Love is more than emotional affection – it is practical kindness, enacted goodness towards others, readiness to forgive, patience to understand, sharing the burdens and the laughter. When God’s love pours into the heart it issues in newness of life and becomes a spring of renewal irrigating the relationships around us. Knowing and experiencing the love of God brings about the deepest transformations of the ways we think, feel and act – God calls us to be the love of Christ personified, to be the Body of Christ. “I live, yet not I, but Christ lives in me…”
Friday
1 John 4.8 “Whoever does not love does not know God, because God is love.”
There it is. As succinct and to the point as we could possibly want. God is love! Our love for God, love for others, love as the energising fuel of life, love of enemies, love for God’s creation, love for our church and every community of Christ; all are made possible by being drawn into the love of God, the grace of Christ, the communion of the Spirit. No wonder Paul said a loveless Christian is a clanging contradiction and a discordant embarrassment. Love is both gift and imperative, choice and ommand.
Saturday
1 John 4.10 “This is love: not that we loved God, but that he loved us, and sent his son as an atoning sacrifice for our sins.”
A Christian understanding of love comes from experience. We love because He first loved us. We entrust ourselves to that love which reaches out from the cross in mercy and forgiveness; then our whole inner self is renewed by the inpouring of the great grace of God, which is uncontainable and so it naturally finds outflow as we in turn become conduits of the grace of God in Christ. “Love so amazing, so divine demands my soul, my life, my all.” Once again, love is both gift and demand, visible evidence of an inner reality, proof positive of a life in living connection with Christ.

Sunday
1 John 4.11 “Dear friends, since God so loved us, we also ought to love one another.”

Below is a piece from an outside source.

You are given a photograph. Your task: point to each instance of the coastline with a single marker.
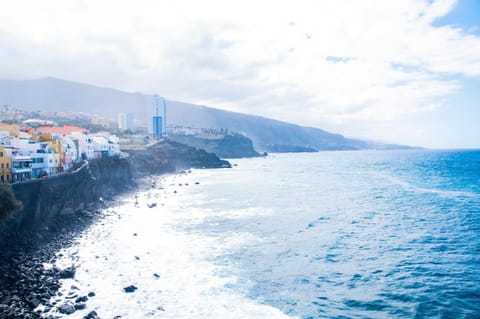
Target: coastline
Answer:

We forgive because we have been forgiven; we love because we have been loved; we show mercy because mercy has been shown to us. There is an inescapably reciprocal movement of gift and response in our spiritual lives. We are blessed to become a blessing, and in blessing others we are further blessed. That phrase “Since God SO loved us” is an irresistible argument. God loved us so much, beyond what we could ever deserve or expect, without holding back and without prior conditions – God loves like that. And our love for God, others, neighbours, enemies, whoever and whenever? Every day grateful obedience demonstrates our answering love.